ElevenLabs + Twilio: Create an AI That Responds in Real-Time (Part 2)

In Part 1 we built a Node.js server that receives real-time audio from phone calls. But right now the AI just sits there silently. It can hear you, but it cannot respond.

Today we make it talk back. We connect ElevenLabs Conversational AI to our Twilio stream. By the end of this video, you will have an AI that can actually have a real phone conversation with you.

What You Get By the End

Call your Twilio number
Hear a natural-sounding voice greet you
Speak, get a real-time response from the AI
Have a back-and-forth conversation that feels close to talking to a person

What You Need

The Node.js + Twilio server from Part 1 (working outbound and inbound calls, WebSocket stream)
An ElevenLabs account (elevenlabs.io)
An ElevenLabs API key
An ElevenLabs Conversational AI agent (we will create one)

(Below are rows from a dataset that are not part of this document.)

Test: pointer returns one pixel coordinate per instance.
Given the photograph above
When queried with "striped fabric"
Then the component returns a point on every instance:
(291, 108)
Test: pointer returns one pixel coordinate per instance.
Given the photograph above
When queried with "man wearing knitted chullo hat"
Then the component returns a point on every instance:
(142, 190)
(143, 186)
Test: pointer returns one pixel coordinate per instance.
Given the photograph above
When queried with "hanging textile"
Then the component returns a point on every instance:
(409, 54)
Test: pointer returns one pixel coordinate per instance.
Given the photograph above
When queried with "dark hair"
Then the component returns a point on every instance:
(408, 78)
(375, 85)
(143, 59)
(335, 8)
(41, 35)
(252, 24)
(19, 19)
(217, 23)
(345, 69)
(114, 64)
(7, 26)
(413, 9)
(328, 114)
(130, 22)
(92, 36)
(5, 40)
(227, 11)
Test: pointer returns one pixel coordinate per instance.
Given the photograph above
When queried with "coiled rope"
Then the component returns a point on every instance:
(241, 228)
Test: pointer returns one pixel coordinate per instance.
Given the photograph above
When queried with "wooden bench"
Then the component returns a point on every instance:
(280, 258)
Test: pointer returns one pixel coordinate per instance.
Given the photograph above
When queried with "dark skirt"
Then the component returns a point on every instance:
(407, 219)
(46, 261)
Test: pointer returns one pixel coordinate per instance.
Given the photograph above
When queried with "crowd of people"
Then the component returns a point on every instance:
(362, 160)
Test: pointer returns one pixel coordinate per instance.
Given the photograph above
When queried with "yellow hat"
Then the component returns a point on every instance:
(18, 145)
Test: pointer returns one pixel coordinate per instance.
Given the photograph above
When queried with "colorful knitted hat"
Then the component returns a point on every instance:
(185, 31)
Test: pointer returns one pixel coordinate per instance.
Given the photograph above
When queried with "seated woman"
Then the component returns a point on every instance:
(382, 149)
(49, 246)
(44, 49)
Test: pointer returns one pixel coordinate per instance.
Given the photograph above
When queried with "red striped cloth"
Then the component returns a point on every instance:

Step 1: Create an ElevenLabs Account

Sign up at elevenlabs.io. The free tier includes some credits to test with. Go to Profile > API Key and save your key in the .env file:

ELEVENLABS_API_KEY=sk_xxxxxxxxxxxxxxxxxxxxx

Step 2: Create a Conversational AI Agent

In ElevenLabs go to Conversational AI > Agents. Click Create Agent. The agent has three important fields:

Voice: pick any voice from the library. I used a calm professional voice.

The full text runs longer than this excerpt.